Why are restaurant websites so bad? - jsavimbi
http://www.boston.com/ae/food/restaurants/articles/2011/03/02/when_bad_websites_happen_to_good_restaurants/?p1=News_links

======
bluekeybox
> Chefs and restaurateurs are arbiters of taste offline. Their good judgment
> can’t simply fly out the window when they take to the Internet. So why do
> bad websites happen to good restaurants?

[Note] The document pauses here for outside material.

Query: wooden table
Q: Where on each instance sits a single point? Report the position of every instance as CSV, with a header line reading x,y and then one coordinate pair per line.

Or maybe, just maybe, that "good judgement" that chefs and restaurateurs
supposedly possess is only "good" when they apply to food and managing walk-in
businesses? You shouldn't expect a chef or a restaurateur, however good they
are, to be proficient in information aesthetics, and, in the same way, you
shouldn't expect a type designer to have good judgment about managing a
restaurant business.

Then the article goes on to say that "the website is a sign of the times. It
represents the trends of that moment." Well I got news for you -- it is
precisely that sort of thinking that got the restaurant websites into the
Flash-infested hole they are now. Yes, no one builds websites in Flash for
restaurants _today_ yet _everybody_ and their grandma did five years ago.
C'mon people, it shouldn't be that difficult to understand that one should
follow trends only insofar as they don't interfere with readability,
accessibility, user friendliness, and information clarity. Those last four
principles are timeless; they don't change -- if someone truly applied them
five years ago, the website would have survived and probably would have needed
only a minor cosmetic change to stay current.

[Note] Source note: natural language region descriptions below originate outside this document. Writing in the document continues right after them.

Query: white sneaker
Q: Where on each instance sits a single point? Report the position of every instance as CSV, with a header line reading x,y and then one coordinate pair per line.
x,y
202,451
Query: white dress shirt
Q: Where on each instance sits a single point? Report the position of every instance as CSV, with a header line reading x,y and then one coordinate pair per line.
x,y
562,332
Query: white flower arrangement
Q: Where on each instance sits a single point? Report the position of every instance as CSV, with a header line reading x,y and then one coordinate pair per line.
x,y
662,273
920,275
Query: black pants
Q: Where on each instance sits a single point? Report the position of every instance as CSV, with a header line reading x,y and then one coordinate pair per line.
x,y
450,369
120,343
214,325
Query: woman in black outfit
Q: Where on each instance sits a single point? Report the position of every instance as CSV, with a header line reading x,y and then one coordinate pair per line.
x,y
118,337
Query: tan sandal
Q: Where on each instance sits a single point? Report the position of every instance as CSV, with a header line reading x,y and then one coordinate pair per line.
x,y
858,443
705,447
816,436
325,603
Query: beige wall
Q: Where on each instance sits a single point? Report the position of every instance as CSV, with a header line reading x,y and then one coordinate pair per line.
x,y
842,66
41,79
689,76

> For designers and users, the emphasis now is on accessibility.

And why wasn't it five years ago, huh? Then, "we're a small restaurant so we
can’t really pay for it..." Oh please, stop the pathos -- why did all those
itty-bitty small restaurants pay significantly more for a Flash website five
years ago when a more accessible non-Flash version would have cost them way
less? Where's the critical thinking?